There's no easy solution for scanning physical books, is there?

5 comments

There are providers [1] that will destructively scan the book for you and return a PDF. If you want to preserve the book, you're stuck using a scanning rig [2]. The Internet Archive will also non-destructively scan as part of Open Library [3], but they only permit one checkout at a time of scanned works, and the latency can be high between sending them a book and it becoming available. FYI, 600 DPI is preferred for archival purposes.

[1] http://1dollarscan.com/ (no affiliation, just a satisfied customer, can't scan certain textbooks due to publisher threats of litigation)

[2] https://www.diybookscanner.org/

[3] https://openlibrary.org/help/faq

A big +1 for 1dollarscan.com. They've scanned many hundreds of books for me. The quality of the resulting PDFs is uniformly excellent, their turnaround time is fast, and their prices are cheap ($1 per 100 pages).

I've visited their office -- located in an inexpensive industrial district of San Jose -- on multiple occasions. They have a convenient process for receiving books in person.

I believe the owners are Japanese and the operation reminds me of the businesses I visited in Tokyo: quiet, neat, and über-efficient.

> quiet, neat, and über-efficient

I wish the same could be said for the Tokyo office I work in!

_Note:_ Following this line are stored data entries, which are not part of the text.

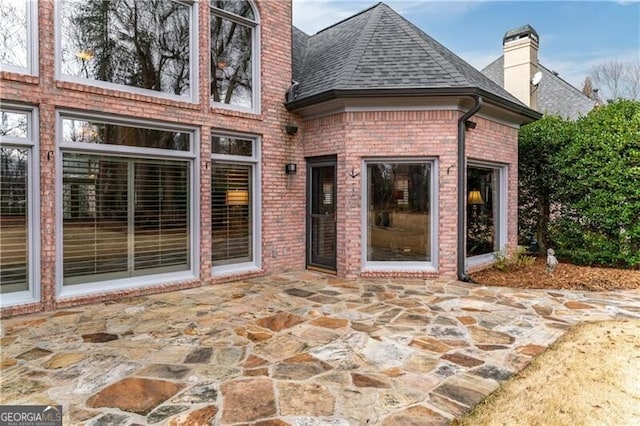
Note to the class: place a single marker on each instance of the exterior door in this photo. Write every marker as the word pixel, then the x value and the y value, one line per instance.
pixel 321 214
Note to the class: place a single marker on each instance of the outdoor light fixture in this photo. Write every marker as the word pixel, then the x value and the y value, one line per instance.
pixel 291 129
pixel 291 168
pixel 475 198
pixel 237 197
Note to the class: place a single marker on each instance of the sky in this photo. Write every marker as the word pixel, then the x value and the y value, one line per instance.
pixel 574 35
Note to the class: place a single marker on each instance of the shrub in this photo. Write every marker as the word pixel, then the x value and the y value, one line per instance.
pixel 516 260
pixel 599 221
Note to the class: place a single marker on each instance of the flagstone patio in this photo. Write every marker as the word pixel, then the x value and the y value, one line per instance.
pixel 299 348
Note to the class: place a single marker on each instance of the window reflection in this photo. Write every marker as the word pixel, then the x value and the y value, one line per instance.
pixel 232 53
pixel 398 219
pixel 231 221
pixel 113 134
pixel 482 211
pixel 138 43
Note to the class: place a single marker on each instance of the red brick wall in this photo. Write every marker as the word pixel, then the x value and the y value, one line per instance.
pixel 280 249
pixel 357 135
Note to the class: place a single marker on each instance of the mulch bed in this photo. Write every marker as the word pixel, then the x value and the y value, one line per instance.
pixel 566 276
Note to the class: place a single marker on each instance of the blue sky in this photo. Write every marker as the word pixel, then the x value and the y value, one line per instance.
pixel 574 35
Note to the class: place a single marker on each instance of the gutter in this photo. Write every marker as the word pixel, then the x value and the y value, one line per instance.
pixel 462 174
pixel 515 107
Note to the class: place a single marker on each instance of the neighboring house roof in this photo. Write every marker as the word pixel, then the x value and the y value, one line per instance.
pixel 555 95
pixel 378 50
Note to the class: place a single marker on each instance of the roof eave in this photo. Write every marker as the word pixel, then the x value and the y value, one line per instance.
pixel 528 114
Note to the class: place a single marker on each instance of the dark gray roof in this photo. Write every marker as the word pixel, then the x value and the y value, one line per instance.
pixel 377 49
pixel 555 96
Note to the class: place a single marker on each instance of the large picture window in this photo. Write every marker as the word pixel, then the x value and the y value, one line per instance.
pixel 234 52
pixel 144 44
pixel 233 203
pixel 398 218
pixel 18 188
pixel 483 210
pixel 124 215
pixel 18 35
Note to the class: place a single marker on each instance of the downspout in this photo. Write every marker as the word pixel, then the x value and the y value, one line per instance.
pixel 462 202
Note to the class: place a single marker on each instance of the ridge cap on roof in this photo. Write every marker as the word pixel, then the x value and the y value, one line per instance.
pixel 495 61
pixel 350 17
pixel 417 35
pixel 360 45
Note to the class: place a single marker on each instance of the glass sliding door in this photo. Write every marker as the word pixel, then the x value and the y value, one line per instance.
pixel 14 219
pixel 126 204
pixel 123 217
pixel 398 220
pixel 19 205
pixel 231 214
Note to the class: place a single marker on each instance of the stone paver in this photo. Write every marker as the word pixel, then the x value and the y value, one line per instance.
pixel 299 348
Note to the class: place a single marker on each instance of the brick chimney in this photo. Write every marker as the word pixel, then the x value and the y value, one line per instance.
pixel 520 46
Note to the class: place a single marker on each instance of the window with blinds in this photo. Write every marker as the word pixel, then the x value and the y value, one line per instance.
pixel 14 219
pixel 124 217
pixel 231 213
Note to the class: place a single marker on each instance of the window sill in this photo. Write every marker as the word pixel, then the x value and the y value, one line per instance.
pixel 134 96
pixel 22 78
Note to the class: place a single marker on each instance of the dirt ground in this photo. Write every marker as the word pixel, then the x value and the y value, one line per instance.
pixel 589 377
pixel 566 276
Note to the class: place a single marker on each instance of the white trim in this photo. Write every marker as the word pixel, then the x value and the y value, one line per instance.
pixel 191 157
pixel 256 213
pixel 191 97
pixel 32 143
pixel 100 287
pixel 32 43
pixel 410 266
pixel 256 55
pixel 127 151
pixel 502 226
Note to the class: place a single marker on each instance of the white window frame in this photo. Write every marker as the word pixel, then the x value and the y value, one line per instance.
pixel 141 281
pixel 501 226
pixel 391 266
pixel 32 294
pixel 255 57
pixel 32 43
pixel 194 47
pixel 256 202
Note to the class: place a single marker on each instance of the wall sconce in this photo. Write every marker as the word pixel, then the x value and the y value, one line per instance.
pixel 237 197
pixel 291 129
pixel 291 168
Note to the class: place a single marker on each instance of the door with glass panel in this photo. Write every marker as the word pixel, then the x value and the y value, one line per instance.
pixel 321 214
pixel 14 219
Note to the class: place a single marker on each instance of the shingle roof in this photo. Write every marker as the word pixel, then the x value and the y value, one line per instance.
pixel 555 96
pixel 379 49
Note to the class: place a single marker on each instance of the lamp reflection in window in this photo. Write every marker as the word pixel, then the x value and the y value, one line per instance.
pixel 475 199
pixel 237 197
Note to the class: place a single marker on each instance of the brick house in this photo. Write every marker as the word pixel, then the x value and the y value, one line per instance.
pixel 160 145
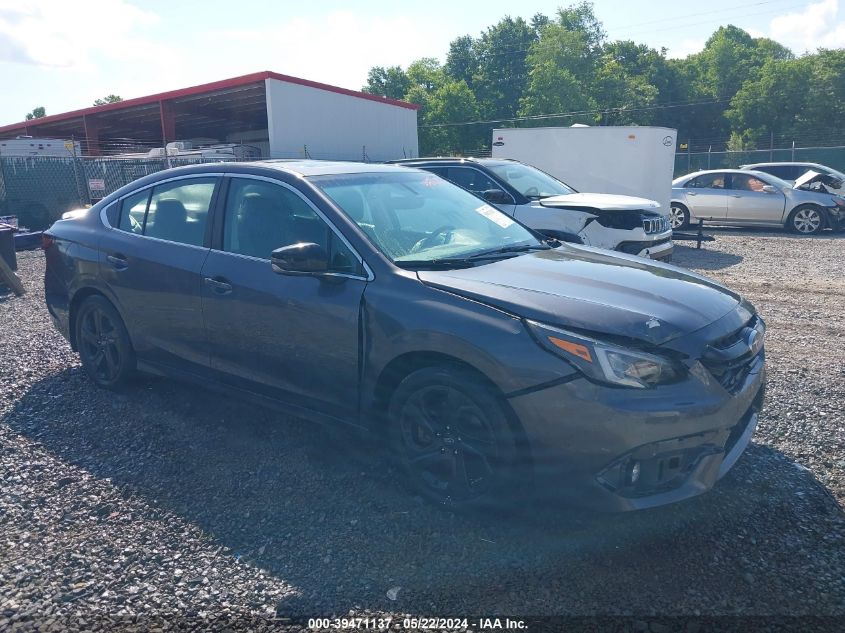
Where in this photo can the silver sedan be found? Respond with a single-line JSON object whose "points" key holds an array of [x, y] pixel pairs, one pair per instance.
{"points": [[752, 198]]}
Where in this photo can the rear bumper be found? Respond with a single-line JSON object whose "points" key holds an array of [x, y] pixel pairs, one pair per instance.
{"points": [[586, 440]]}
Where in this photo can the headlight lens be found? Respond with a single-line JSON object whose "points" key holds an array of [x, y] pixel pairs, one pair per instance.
{"points": [[605, 362]]}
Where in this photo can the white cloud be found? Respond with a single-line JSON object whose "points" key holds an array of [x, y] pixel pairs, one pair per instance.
{"points": [[62, 34], [337, 49], [820, 25]]}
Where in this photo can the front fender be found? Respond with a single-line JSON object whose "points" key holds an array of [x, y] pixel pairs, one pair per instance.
{"points": [[405, 316]]}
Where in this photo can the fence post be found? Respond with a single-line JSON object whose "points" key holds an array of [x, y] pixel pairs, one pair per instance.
{"points": [[75, 172]]}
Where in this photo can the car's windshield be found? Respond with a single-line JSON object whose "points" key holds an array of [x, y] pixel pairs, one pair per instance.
{"points": [[419, 217], [772, 180], [530, 181]]}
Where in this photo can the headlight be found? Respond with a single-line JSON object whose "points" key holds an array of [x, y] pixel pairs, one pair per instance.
{"points": [[605, 362]]}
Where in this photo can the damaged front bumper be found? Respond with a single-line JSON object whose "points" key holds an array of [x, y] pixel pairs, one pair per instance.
{"points": [[638, 449]]}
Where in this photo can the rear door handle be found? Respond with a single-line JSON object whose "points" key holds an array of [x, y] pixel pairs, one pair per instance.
{"points": [[218, 285], [117, 261]]}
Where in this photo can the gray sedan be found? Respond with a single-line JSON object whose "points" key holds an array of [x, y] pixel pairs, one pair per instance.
{"points": [[752, 198]]}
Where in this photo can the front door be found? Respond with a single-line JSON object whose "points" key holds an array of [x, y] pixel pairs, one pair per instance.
{"points": [[293, 338], [706, 197], [749, 202], [152, 264]]}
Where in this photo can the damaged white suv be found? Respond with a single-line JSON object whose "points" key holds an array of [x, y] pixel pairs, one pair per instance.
{"points": [[622, 223]]}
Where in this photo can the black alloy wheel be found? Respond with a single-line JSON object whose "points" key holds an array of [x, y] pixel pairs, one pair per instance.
{"points": [[451, 437], [103, 343]]}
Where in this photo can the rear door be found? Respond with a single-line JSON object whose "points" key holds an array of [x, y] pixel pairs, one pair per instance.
{"points": [[706, 197], [293, 338], [749, 203], [152, 262]]}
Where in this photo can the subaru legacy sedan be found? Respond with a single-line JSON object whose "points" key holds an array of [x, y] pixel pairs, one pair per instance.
{"points": [[490, 360]]}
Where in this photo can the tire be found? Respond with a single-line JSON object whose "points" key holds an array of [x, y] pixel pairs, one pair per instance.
{"points": [[678, 216], [450, 435], [103, 343], [806, 220]]}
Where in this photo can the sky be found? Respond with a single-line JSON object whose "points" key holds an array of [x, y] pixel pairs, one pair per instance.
{"points": [[63, 54]]}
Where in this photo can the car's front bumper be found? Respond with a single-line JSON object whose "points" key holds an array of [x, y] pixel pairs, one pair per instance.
{"points": [[836, 218], [655, 249], [585, 439]]}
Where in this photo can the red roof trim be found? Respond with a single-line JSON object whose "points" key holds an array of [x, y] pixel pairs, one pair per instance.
{"points": [[209, 87]]}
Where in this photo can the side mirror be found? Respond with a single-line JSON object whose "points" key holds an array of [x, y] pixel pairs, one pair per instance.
{"points": [[305, 258], [497, 196]]}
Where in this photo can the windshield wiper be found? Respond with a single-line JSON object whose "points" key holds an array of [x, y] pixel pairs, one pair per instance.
{"points": [[469, 260], [508, 250]]}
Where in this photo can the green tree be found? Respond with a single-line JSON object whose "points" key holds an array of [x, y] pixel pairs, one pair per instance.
{"points": [[502, 69], [426, 73], [36, 113], [108, 99], [389, 82], [452, 102], [462, 60], [772, 104]]}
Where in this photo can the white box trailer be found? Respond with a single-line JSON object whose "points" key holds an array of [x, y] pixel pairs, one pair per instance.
{"points": [[632, 161]]}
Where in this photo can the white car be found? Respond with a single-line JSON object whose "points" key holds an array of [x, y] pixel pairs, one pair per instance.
{"points": [[753, 198], [622, 223], [792, 172]]}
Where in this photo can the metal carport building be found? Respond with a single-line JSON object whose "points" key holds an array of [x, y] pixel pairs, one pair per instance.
{"points": [[283, 116]]}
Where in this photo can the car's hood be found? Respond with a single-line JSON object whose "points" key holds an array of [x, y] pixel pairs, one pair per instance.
{"points": [[606, 201], [809, 177], [594, 290]]}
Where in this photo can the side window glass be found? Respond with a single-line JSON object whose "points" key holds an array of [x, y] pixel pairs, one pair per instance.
{"points": [[708, 181], [261, 217], [132, 212], [747, 183], [178, 211], [470, 179]]}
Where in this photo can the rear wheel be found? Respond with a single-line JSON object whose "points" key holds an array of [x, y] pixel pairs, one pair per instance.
{"points": [[103, 343], [450, 435], [806, 220], [678, 216]]}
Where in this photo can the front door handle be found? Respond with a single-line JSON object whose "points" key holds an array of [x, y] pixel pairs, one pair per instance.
{"points": [[117, 261], [218, 285]]}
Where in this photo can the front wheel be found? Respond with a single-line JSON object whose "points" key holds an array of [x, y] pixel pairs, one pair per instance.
{"points": [[806, 220], [678, 216], [103, 343], [450, 435]]}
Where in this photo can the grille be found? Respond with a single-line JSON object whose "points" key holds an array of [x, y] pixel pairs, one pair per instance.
{"points": [[657, 224]]}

I will add a vote for bookscan.us, which I have been using since 2013 or so. Very reasonable prices and great service.
There are DIY book scanners (http://diybookscanner.org) and products such as the Fujitsu ScanSnap SV600. The SV600 has decent features like page-detection and finger-removal (I recommend using a pencil's eraser tip). I have personally used it to scan dozens of books, with satisfactory results.
Just saw a father who had to do it fully manually for her blind daughter. I shall show your comment to him.
Scanning with your phone is getting easier. At a minimum you can take a pic of each of the pages. Software can clean up the images, sorta. It's not ideal but it's better than nothing.
I remember when "cammed" books were bottom-tier and basically limited to things like 0day releases, even when done with an expensive DSLR. It's amazing how much camera technology has progressed since then; in less than a second you can get a high-resolution, extremely readable image of each page.

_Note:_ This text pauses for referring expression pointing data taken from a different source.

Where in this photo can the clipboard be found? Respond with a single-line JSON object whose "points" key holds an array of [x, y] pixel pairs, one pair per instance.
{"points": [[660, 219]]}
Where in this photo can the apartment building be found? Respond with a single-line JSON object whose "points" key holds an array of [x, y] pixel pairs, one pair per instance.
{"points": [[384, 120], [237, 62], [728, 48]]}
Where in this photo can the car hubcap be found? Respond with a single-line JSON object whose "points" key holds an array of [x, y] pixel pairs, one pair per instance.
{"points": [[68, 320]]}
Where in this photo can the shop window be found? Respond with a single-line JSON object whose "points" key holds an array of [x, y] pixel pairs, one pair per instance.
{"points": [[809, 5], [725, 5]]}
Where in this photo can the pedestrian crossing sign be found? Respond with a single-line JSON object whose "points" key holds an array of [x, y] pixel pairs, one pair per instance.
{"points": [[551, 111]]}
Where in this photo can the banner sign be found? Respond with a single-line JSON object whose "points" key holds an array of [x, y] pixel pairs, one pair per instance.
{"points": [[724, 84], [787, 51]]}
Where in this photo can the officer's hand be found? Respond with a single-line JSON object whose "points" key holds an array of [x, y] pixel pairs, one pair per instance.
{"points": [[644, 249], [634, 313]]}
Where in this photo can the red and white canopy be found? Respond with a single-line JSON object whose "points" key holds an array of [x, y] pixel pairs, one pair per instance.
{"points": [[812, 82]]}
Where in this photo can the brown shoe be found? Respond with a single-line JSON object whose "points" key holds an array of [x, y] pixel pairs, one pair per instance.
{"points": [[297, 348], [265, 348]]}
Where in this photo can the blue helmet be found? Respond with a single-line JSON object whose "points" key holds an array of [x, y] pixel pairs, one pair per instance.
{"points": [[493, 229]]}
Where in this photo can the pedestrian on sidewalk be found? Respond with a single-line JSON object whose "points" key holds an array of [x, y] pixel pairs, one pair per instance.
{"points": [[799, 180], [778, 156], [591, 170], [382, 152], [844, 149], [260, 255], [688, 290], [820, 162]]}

I used to participate in the "bookz scene", well over a decade ago. Raiding the local public libraries --- borrowing as many books as we could --- and having "scanparties" to digitise and upload them was incredibly fun, and we did it for the thrill, never thinking that one day almost all of our releases would end up in LibGen.

I found vFlat to be magical in cleaning up book scan images you took with your phone.

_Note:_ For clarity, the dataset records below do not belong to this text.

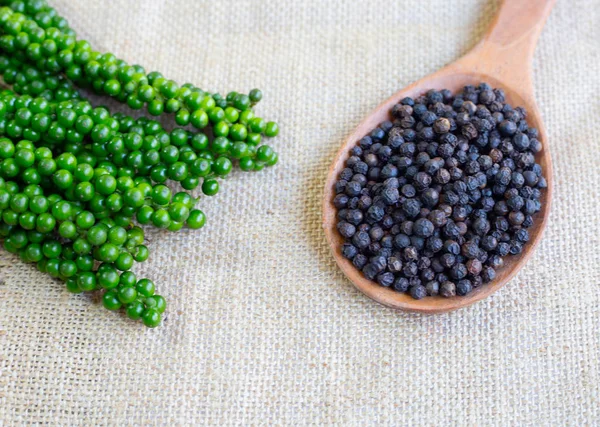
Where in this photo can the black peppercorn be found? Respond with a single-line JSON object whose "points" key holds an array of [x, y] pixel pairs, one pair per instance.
{"points": [[418, 292], [452, 185], [385, 279], [346, 229]]}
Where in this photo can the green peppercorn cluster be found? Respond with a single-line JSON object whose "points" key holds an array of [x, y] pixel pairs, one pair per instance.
{"points": [[75, 179]]}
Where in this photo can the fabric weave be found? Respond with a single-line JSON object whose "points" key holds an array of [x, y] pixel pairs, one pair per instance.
{"points": [[262, 327]]}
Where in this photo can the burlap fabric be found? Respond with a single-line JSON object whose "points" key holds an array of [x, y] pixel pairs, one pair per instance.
{"points": [[262, 328]]}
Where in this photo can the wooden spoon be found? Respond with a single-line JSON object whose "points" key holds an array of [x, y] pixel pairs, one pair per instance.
{"points": [[502, 59]]}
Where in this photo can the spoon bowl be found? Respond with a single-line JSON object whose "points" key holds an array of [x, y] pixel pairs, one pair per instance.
{"points": [[502, 59]]}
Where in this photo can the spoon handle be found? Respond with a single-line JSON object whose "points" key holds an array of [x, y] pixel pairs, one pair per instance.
{"points": [[507, 48]]}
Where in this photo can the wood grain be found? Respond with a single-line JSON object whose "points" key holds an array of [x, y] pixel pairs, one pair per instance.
{"points": [[503, 59]]}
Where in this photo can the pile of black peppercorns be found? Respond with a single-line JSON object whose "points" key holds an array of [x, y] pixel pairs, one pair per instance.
{"points": [[431, 202]]}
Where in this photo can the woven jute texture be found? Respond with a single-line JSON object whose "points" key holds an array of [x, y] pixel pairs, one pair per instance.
{"points": [[262, 328]]}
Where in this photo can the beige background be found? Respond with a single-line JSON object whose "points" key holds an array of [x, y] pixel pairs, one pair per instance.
{"points": [[262, 328]]}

https://play.google.com/store/apps/details?id=com.voyagerx.s...

>This app is incompatible with your device.

my disappointment is immeasurable and my day is ruined

I use bookscan.us for this purpose: I mail the physical book to them and they send me a file a few days later for a very reasonable price.
Unfortunately it’s a destructive process.
Your local physical library may make a book scanner available. Mine does, with a posted 60-pages-at-a-time limit (though I don't know how this is enforced).